The first pair of terms
designates the proper autonomy of the political, economic and social
sphere in relation to the religious and the sacred, complying with the
Gospel admonition: "render to Caesar the things that are Caesar's, and
to God the things that are God's" (Lk 20:25).
With "secularism/laicism"
(parallel, if antithetical, to theocracy and integrist sacralism), there
is a desire instead to eliminate every trace of faith that is
"incarnate" in history and society and to prevent it from exerting any
moral judgment on political or social action. This path leads to the
elimination of every public sign of religion, with every theological
reference in the cultural context uprooted. A subtle destabilization of
the natural ethic in the name of the absolute autonomy of the person
creeps in. Priority is given to the libertarian exasperation that gives
every value free rein, emphasis is placed on the radical independence of
science from any moral scruples, seen as extrinsic, and so forth.
This phenomenon is now
undergoing a certain crisis, not only because of the current
interventionism of religious fundamentalism on the world scene but also
because of what Gilles Kepel in a paper of 1991 called La revanche de
Dieu, that is, God's revenge and the return of the sacred. To it, we
can associate a kindred theme: non-belief. It is on this last that we
wish to focus here.
In the 19th century, the
German poet Heinrich Heine paradoxically represented this phenomenon,
inconceivable in other ancient epochs and civilizations: "On your knees!
The bell is ringing, the sacraments are being brought to a God who is
dying".
In an even more dramatic
form, Friedrich Nietzsche
a contemporary philosopher and fellow countryman of Heine's
adapted the advance of God's death for the stage with the famous scene
appearing in The Gay Science (1882). In it, a man cries out in
the streets the brutal news: "God is dead! We have killed him and our
hands are dripping with his blood", while the stench of his putrefaction
pollutes our cities.
Yet we must recognize that
this proud and disturbing atheism (think, for example, also of the
writer Albert Camus), which had even pressed for a "theology of the
death of God", is now almost extinct. But it has given way to a sort of
aping, consisting of irreligious sarcastic grimaces
as demonstrated in various defamatory works such as those of Odifreddi,
Onfray, Hitchens, Dawkins and so on.
While perhaps surprising,
it is still the Bible that best indicates the three typologies of
non-belief that we can classify at a cultural level today. The rigorous
atheism described above is reflected in the idolatry that gives rise to
vehement Scripture passages.
It is the temptation to
replace what is inherent to divine transcendence with oneself or with an
historical fact. One can think, for instance, of Marxist dialectical
materialism, but also of the Spirit immanent in being and in history in
Hegel's idealistic conception of it, or of the atheistic humanism that
makes man the measure and exclusive meaning of all being and existence.

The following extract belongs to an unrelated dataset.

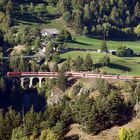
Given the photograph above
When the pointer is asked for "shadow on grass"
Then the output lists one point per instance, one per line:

In the first chapter of his
Letter to the Romans, St Paul sees the substitution of the divine truth
with a system based on man's own image and interests as a source of
moral degradation.
However, there is a second
biblical model to be considered: incredulity. It is not so much the
theoretical or programmatic denial of God as it is rather the
affirmation of his remoteness or irrelevance to history. As a part of
this model, we can list the true and dominant form of disbelief:
"religious indifference".
The figure of God must not
interfere in human affairs, must not be a principle for existential
decisions but must remain in the limbo of his remote transcendence. God
is not opposed but he is ignored since he is considered an outdated and,
in any case, disturbing reality.
Paradoxically, however,
this particular typology of disbelief must be associated with a certain
form of contemporary religiosity; it is fluid, subtle and produces
surrogate spiritual and religious cocktails that form the basis of
various types of syncretistic beliefs.
Perhaps the model that best
typifies incredulity is that of the New Age
which
has become the Next Age
a path that avoids every serious and severe discourse. It entails a
process of consolation that excludes the Augustinian restlessness of
seeking (and as long as one is restless, one can be happy, Julien Green
warned) and an exaltation of ethereal spirituality that ignores the
burden of sin and the onset of the dramatic and tragic realities of
history.
The third biblical typology
is that of God's mysterious absence. However, this is part of the
experience of faith itself, and gravitates around the question that
arises in the face of consternation at the scandals of evil, suffering
and death: "Where is God?". This question, addressed to the silent and
seemingly absent God, marked the entire life of Job, who is a true
believer even when his words acquire the incandescence of blasphemy and
when he repeats: "I cry to you and you do not answer me" (Jb 30:20).
This is the situation of
Ecclesiastes, who feels involved in and enveloped by the non-sense (habel
"emptiness, futility") of history and being and finds himself facing
a silent Heaven and a taciturn God.
It is then necessary
when confronting the phenomenon of atheism
to make a series of distinctions,
remembering that even the most arduous cultural confrontation is not so
much with authentic idolatry and atheism sincerely lived as a true
vision of life, as rather with the elusive and ambiguous realities of
indifference and disbelief.
It is like a fog that is
difficult to dispel. It knows no anxiety or questions, is nourished with
stereotypes and banalities, is satisfied with a superficial way of life
and skims over the fundamental problems, in accordance with the now
famous image from The Diary of Sψren Kierkegaard: "The boat is in
the hands of the cook on board and the captain's megaphone is no longer
transmitting the route but what we shall be eating tomorrow".
The mass media, in fact,
teach us everything about how to live but ignore the ultimate meaning of
existence, the restlessness of inner seeking, the radical questions on
the beyond and on the other in comparison with us and our own horizon.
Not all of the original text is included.